According to city attorney Guy Gunter, the decision was in the city’s best interest.
“We decided to terminate the contract, not because of any fault on their ( PPS) part, but the city felt it would be best to go to an in-house service. The city will hire a probation officer to supervise probations in the municipal courts,” Gunter said.
According to Gunter, the reasoning behind the contract termination is to protect the city from getting sued. “There has been a lot of litigation in other cities about privatized probation services. You have public interest law firms that are of the opinion that private for-pay probation services puts an undue burden on the poor,” he said. The city does not actually pay money to the probation services company. The person on probation pays a monthly fee of $35. “It’s a good deal for the tax payer, but not so good of a deal for the person on probation,” Gunter said.

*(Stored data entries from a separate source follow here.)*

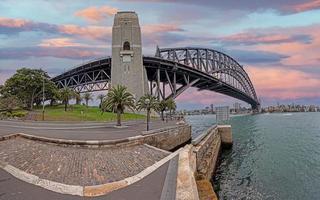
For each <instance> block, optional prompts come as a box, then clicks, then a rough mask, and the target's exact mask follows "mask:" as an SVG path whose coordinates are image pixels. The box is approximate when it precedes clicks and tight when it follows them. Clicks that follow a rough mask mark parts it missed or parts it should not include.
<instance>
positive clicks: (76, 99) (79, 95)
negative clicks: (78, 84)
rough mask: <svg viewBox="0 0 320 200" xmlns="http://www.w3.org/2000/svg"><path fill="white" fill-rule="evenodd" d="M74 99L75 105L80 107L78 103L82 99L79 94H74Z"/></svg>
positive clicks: (81, 97)
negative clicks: (75, 103)
mask: <svg viewBox="0 0 320 200" xmlns="http://www.w3.org/2000/svg"><path fill="white" fill-rule="evenodd" d="M74 98H75V99H76V104H77V105H80V103H81V101H82V97H81V95H80V93H79V92H75V95H74Z"/></svg>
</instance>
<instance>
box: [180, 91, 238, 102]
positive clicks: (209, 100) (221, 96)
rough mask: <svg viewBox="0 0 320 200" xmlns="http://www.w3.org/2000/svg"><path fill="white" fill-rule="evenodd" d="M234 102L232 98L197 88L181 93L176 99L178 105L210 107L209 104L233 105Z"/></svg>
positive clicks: (209, 91)
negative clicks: (186, 105) (194, 105)
mask: <svg viewBox="0 0 320 200" xmlns="http://www.w3.org/2000/svg"><path fill="white" fill-rule="evenodd" d="M235 101H240V100H236V99H234V98H232V97H229V96H226V95H223V94H219V93H216V92H212V91H206V90H203V91H198V89H197V88H190V89H188V90H187V91H185V92H184V93H182V94H181V95H180V96H178V98H177V102H180V103H193V104H200V105H210V104H218V105H222V104H230V103H234V102H235Z"/></svg>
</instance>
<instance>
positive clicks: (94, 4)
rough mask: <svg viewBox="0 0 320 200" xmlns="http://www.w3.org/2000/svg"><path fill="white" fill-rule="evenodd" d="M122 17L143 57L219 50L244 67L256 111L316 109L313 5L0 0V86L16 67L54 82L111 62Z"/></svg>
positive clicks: (319, 73)
mask: <svg viewBox="0 0 320 200" xmlns="http://www.w3.org/2000/svg"><path fill="white" fill-rule="evenodd" d="M124 10H134V11H136V12H137V13H138V15H139V18H140V25H141V27H142V35H143V53H144V54H145V55H153V54H154V52H155V47H156V45H159V46H160V47H184V46H201V47H208V48H212V49H216V50H220V51H223V52H226V53H227V54H229V55H230V56H232V57H234V58H235V59H236V60H238V61H239V62H240V63H241V64H243V65H244V68H245V70H246V71H247V72H248V74H249V76H250V78H251V79H252V82H253V84H254V86H255V88H256V91H257V94H258V96H259V98H260V99H261V101H262V104H263V105H264V106H266V105H271V104H276V103H277V102H279V103H292V102H294V103H301V104H320V89H319V88H320V0H268V1H267V0H265V1H264V0H259V1H258V0H237V1H235V0H224V1H221V0H198V1H194V0H110V1H109V0H90V1H87V0H77V1H63V0H55V1H49V0H34V1H31V0H29V1H28V0H24V1H21V0H1V2H0V84H3V83H4V82H5V80H6V79H7V78H8V77H10V76H11V75H12V74H13V73H14V72H15V70H16V69H18V68H21V67H32V68H43V69H45V70H47V71H48V72H49V74H50V75H51V76H54V75H57V74H59V73H61V72H64V71H65V70H67V69H69V68H71V67H72V66H75V65H78V64H81V63H82V62H84V61H87V60H90V59H93V58H97V57H102V56H105V55H111V51H110V50H111V49H110V45H111V27H112V22H113V15H114V14H115V13H116V12H117V11H124ZM236 101H237V100H235V99H232V98H230V97H225V96H223V95H218V94H215V93H212V92H197V90H195V89H190V90H188V91H187V92H186V93H184V94H183V95H181V96H180V97H179V98H178V103H179V106H180V108H187V107H188V108H195V107H203V106H205V105H208V104H211V103H213V104H214V105H224V104H232V103H233V102H236ZM242 105H246V104H245V103H243V104H242Z"/></svg>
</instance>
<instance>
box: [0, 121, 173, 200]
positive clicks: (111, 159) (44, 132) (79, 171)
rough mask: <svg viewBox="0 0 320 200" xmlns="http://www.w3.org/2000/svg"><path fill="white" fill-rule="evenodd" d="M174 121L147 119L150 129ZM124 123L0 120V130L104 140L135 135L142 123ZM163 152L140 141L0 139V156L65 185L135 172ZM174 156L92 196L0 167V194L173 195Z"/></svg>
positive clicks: (117, 138)
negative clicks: (134, 180) (148, 173)
mask: <svg viewBox="0 0 320 200" xmlns="http://www.w3.org/2000/svg"><path fill="white" fill-rule="evenodd" d="M174 124H175V122H168V123H164V122H161V121H153V122H152V123H151V129H156V128H163V127H165V126H172V125H174ZM124 125H126V126H127V128H121V129H119V128H114V123H70V124H68V123H36V122H15V121H0V136H1V135H8V134H12V133H19V132H23V133H27V134H32V135H39V136H46V137H52V138H64V139H76V140H91V139H92V140H99V139H104V140H108V139H121V138H126V137H131V136H136V135H139V134H141V132H142V131H144V130H145V126H146V124H145V123H144V122H143V121H131V122H125V123H124ZM167 155H168V153H166V152H164V151H160V150H156V149H154V148H150V147H148V146H146V145H134V146H129V147H121V148H115V147H113V148H110V147H109V148H98V149H88V148H79V147H63V146H57V145H54V144H49V143H43V142H38V141H31V140H28V139H23V138H19V137H18V138H14V139H10V140H6V141H1V142H0V161H5V162H7V163H9V164H11V165H13V166H15V167H17V168H19V169H21V170H23V171H26V172H28V173H31V174H35V175H37V176H39V177H42V178H44V179H48V180H53V181H57V182H62V183H66V184H70V185H71V184H75V185H96V184H100V183H106V182H113V181H116V180H121V179H123V178H126V177H128V176H132V175H135V174H137V173H139V172H140V171H141V170H143V169H144V168H146V167H148V166H150V165H152V164H153V163H155V162H157V161H159V160H160V159H162V158H163V157H165V156H167ZM174 160H175V162H174ZM176 160H177V157H176V159H172V160H170V161H169V162H167V163H165V164H164V165H162V166H161V167H159V168H158V169H156V170H155V171H154V172H152V173H151V174H149V175H148V176H146V177H144V178H143V179H141V180H140V181H138V182H135V183H133V184H132V185H129V186H127V187H124V188H122V189H119V190H116V191H113V192H111V193H109V194H107V195H104V196H100V197H95V198H88V197H79V196H72V195H63V194H59V193H55V192H52V191H49V190H46V189H44V188H41V187H38V186H35V185H32V184H29V183H26V182H24V181H21V180H19V179H16V178H14V177H13V176H12V175H11V174H9V173H7V172H6V171H4V170H3V169H1V168H0V200H29V199H30V200H37V199H41V200H42V199H47V200H51V199H54V200H60V199H64V200H69V199H70V200H78V199H79V200H80V199H98V200H100V199H107V200H122V199H123V200H125V199H131V200H141V199H148V200H163V199H166V200H173V199H174V197H175V184H176V169H177V166H176V165H177V164H176ZM169 166H170V167H169ZM168 197H169V198H168Z"/></svg>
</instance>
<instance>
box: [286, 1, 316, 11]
mask: <svg viewBox="0 0 320 200" xmlns="http://www.w3.org/2000/svg"><path fill="white" fill-rule="evenodd" d="M318 8H320V0H311V1H309V2H306V3H301V4H295V5H292V6H289V9H291V10H294V11H295V12H304V11H308V10H313V9H318Z"/></svg>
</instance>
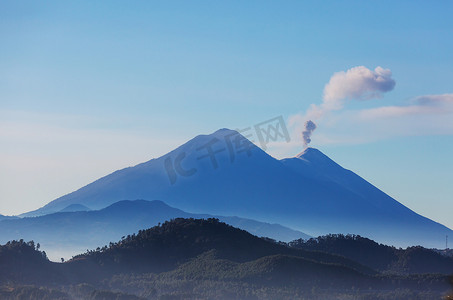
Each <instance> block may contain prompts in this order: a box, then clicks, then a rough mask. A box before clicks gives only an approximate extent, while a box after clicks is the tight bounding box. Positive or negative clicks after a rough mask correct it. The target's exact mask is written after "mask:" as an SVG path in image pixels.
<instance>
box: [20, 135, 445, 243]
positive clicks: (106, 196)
mask: <svg viewBox="0 0 453 300" xmlns="http://www.w3.org/2000/svg"><path fill="white" fill-rule="evenodd" d="M395 184H397V183H395ZM124 199H146V200H162V201H164V202H165V203H168V204H169V205H171V206H173V207H176V208H178V209H182V210H184V211H190V212H194V213H204V214H213V215H231V216H238V217H241V218H249V219H254V220H258V221H262V222H270V223H278V224H281V225H283V226H287V227H290V228H294V229H296V230H299V231H302V232H305V233H307V234H309V235H312V236H318V235H324V234H328V233H355V234H360V235H362V236H367V237H370V238H372V239H374V240H377V241H379V242H383V243H386V244H391V245H395V246H401V247H405V246H411V245H423V246H426V247H442V245H443V244H444V241H445V236H446V235H450V236H453V231H452V230H450V229H449V228H447V227H445V226H443V225H441V224H439V223H436V222H434V221H432V220H430V219H428V218H425V217H423V216H421V215H419V214H417V213H415V212H413V211H412V210H410V209H409V208H407V207H405V206H404V205H402V204H401V203H399V202H397V201H396V200H395V199H393V198H391V197H390V196H388V195H387V194H385V193H384V192H382V191H380V190H379V189H378V188H376V187H374V186H373V185H371V184H370V183H368V182H367V181H366V180H364V179H363V178H361V177H359V176H358V175H356V174H354V173H353V172H351V171H349V170H346V169H344V168H342V167H341V166H339V165H338V164H337V163H335V162H334V161H332V160H331V159H329V158H328V157H327V156H325V155H324V154H322V153H321V152H320V151H319V150H316V149H313V148H308V149H306V150H305V151H304V152H302V153H301V154H300V155H298V156H297V157H293V158H288V159H283V160H278V159H275V158H273V157H271V156H269V155H268V154H267V153H265V152H264V151H262V150H261V149H260V148H258V147H256V146H255V145H254V144H252V143H251V142H250V141H248V140H247V139H246V138H244V137H243V136H242V135H240V134H239V133H238V132H236V131H232V130H228V129H221V130H218V131H216V132H215V133H213V134H210V135H200V136H197V137H195V138H194V139H192V140H190V141H189V142H187V143H185V144H184V145H182V146H180V147H178V148H177V149H175V150H173V151H171V152H169V153H167V154H166V155H164V156H162V157H160V158H157V159H152V160H150V161H148V162H145V163H142V164H139V165H137V166H134V167H129V168H126V169H122V170H119V171H116V172H114V173H112V174H110V175H107V176H105V177H102V178H100V179H98V180H96V181H94V182H93V183H90V184H89V185H87V186H85V187H82V188H80V189H79V190H77V191H75V192H72V193H70V194H67V195H65V196H62V197H60V198H58V199H56V200H54V201H52V202H50V203H48V204H47V205H45V206H44V207H42V208H40V209H38V210H36V211H33V212H30V213H26V214H24V215H22V216H37V215H44V214H49V213H54V212H58V211H60V210H62V209H64V208H66V207H68V206H69V205H72V204H78V205H84V206H86V207H88V208H90V209H102V208H105V207H106V206H108V205H111V204H113V203H115V202H117V201H121V200H124Z"/></svg>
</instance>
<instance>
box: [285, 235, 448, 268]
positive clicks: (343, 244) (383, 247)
mask: <svg viewBox="0 0 453 300" xmlns="http://www.w3.org/2000/svg"><path fill="white" fill-rule="evenodd" d="M289 245H290V246H292V247H294V248H297V249H305V250H312V251H323V252H327V253H332V254H337V255H342V256H344V257H347V258H349V259H351V260H354V261H357V262H359V263H361V264H363V265H365V266H368V267H370V268H372V269H374V270H378V271H380V272H388V273H395V274H427V273H439V274H446V275H449V274H453V257H449V256H445V255H442V254H440V253H438V252H437V251H433V250H430V249H426V248H423V247H420V246H417V247H408V248H407V249H397V248H395V247H391V246H387V245H383V244H378V243H376V242H375V241H373V240H370V239H368V238H364V237H361V236H359V235H342V234H330V235H326V236H321V237H318V238H311V239H309V240H303V239H299V240H295V241H292V242H290V243H289Z"/></svg>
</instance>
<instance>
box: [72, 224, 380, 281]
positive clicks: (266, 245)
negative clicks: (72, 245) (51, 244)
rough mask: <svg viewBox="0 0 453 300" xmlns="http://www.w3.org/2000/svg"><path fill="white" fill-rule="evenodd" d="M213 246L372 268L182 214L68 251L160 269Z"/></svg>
mask: <svg viewBox="0 0 453 300" xmlns="http://www.w3.org/2000/svg"><path fill="white" fill-rule="evenodd" d="M210 250H215V252H216V256H217V258H221V259H227V260H230V261H233V262H246V261H251V260H255V259H258V258H261V257H264V256H269V255H277V254H282V255H292V256H296V257H302V258H305V259H310V260H313V261H315V262H317V263H329V264H337V265H342V266H345V267H348V268H351V269H353V270H356V271H358V272H360V273H364V274H375V273H376V272H375V271H374V270H372V269H371V268H367V267H364V266H362V265H361V264H358V263H356V262H354V261H352V260H349V259H346V258H344V257H342V256H338V255H332V254H328V253H324V252H319V251H306V250H303V249H294V248H289V247H287V246H286V244H277V243H275V242H274V241H271V240H267V239H263V238H258V237H256V236H254V235H252V234H250V233H248V232H247V231H245V230H241V229H238V228H235V227H232V226H230V225H227V224H225V223H223V222H220V221H219V220H218V219H214V218H210V219H183V218H177V219H174V220H172V221H167V222H164V223H163V224H161V225H160V226H155V227H152V228H150V229H147V230H140V231H139V232H138V234H133V235H128V236H126V237H124V238H123V239H122V240H121V241H119V242H117V243H110V245H109V247H103V248H98V249H97V250H95V251H89V252H87V253H85V254H82V255H78V256H76V257H74V259H73V260H72V261H74V262H76V261H79V262H82V261H90V262H91V263H93V262H95V263H96V264H98V265H102V266H104V267H105V268H109V267H110V268H112V270H118V271H119V270H121V271H126V270H128V271H129V270H136V271H137V270H140V271H147V272H149V271H150V272H161V271H167V270H171V269H172V268H174V267H175V266H177V265H179V264H181V263H183V262H185V261H187V260H188V259H190V258H194V257H197V256H198V255H200V254H202V253H204V252H206V251H210Z"/></svg>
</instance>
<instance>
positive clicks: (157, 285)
mask: <svg viewBox="0 0 453 300" xmlns="http://www.w3.org/2000/svg"><path fill="white" fill-rule="evenodd" d="M37 248H38V247H37V245H35V244H34V243H33V242H29V243H25V242H23V241H19V242H11V243H8V244H7V245H4V246H0V286H1V288H0V299H440V298H442V297H443V296H445V295H446V293H447V292H448V290H449V284H448V277H447V276H445V275H435V274H431V275H429V274H424V275H416V274H413V275H404V276H401V275H384V274H383V273H380V272H378V271H376V270H373V269H372V268H370V267H369V266H364V265H362V264H360V263H357V262H355V261H353V260H351V259H348V258H345V257H344V256H338V255H334V254H329V253H326V252H321V251H311V250H304V249H296V248H293V247H288V246H287V245H285V244H278V243H275V242H274V241H271V240H268V239H262V238H258V237H255V236H253V235H251V234H249V233H247V232H246V231H243V230H240V229H237V228H234V227H232V226H229V225H226V224H225V223H221V222H220V221H219V220H217V219H207V220H202V219H175V220H172V221H170V222H165V223H164V224H162V225H160V226H155V227H152V228H150V229H147V230H142V231H140V232H139V233H138V234H134V235H130V236H125V237H124V238H123V239H122V240H121V241H119V242H117V243H111V244H110V245H109V246H108V247H107V246H105V247H102V248H98V249H97V250H93V251H88V252H87V253H84V254H81V255H78V256H76V257H74V258H73V259H72V260H70V261H68V262H65V263H53V262H50V261H48V260H47V258H46V256H45V253H43V252H40V251H39V249H37Z"/></svg>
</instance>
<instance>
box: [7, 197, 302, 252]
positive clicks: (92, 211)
mask: <svg viewBox="0 0 453 300" xmlns="http://www.w3.org/2000/svg"><path fill="white" fill-rule="evenodd" d="M71 207H72V208H71ZM71 207H70V209H80V210H83V207H81V206H80V205H77V206H75V207H74V206H71ZM209 217H213V216H211V215H206V214H192V213H187V212H185V211H182V210H180V209H176V208H174V207H170V206H168V205H167V204H165V203H164V202H162V201H157V200H154V201H146V200H124V201H119V202H116V203H114V204H112V205H110V206H108V207H106V208H104V209H101V210H94V211H68V212H58V213H54V214H49V215H44V216H40V217H30V218H18V219H14V220H4V221H0V243H6V242H7V241H10V240H17V239H24V240H36V241H39V242H40V243H41V246H42V249H45V250H46V251H47V254H48V256H49V258H50V259H52V260H59V259H60V257H66V258H68V257H71V256H73V255H76V254H79V253H81V252H83V251H85V250H86V249H92V248H96V247H98V246H100V245H101V246H102V245H106V244H108V243H109V242H112V241H117V240H119V239H121V237H122V236H125V235H128V234H132V233H137V232H138V230H140V229H144V228H149V227H151V226H155V225H157V224H158V223H162V222H165V221H168V220H170V219H174V218H209ZM216 217H217V218H219V219H220V220H222V221H223V222H226V223H228V224H230V225H233V226H235V227H239V228H241V229H245V230H247V231H249V232H251V233H252V234H254V235H258V236H266V237H270V238H273V239H277V240H282V241H286V242H288V241H291V240H294V239H297V238H305V239H306V238H309V236H308V235H306V234H304V233H302V232H300V231H296V230H292V229H290V228H287V227H284V226H281V225H279V224H269V223H265V222H258V221H255V220H251V219H244V218H238V217H227V216H216Z"/></svg>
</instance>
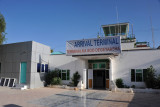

The new probation officer will be a salaried city employee with responsibilities and duties that include but are not limited to meeting with those on probation, discussion of terms of probation, administering drug tests, monitoring community service and rehabilitation programs and pretrial diversion investigation. The new probation officer will cover probation for all offenders of misdemeanors in Opelika. Gunter added that having an in-house employee specifically dedicated to these tasks will allow more time for everything to be handled efficiently.
Alabama cities that have faced lawsuits because of privatized probation services include Montgomery, Columbianna, Alexander City and Dothan.
“Essentially, what Opelika is doing is being proactive,” Gunter said.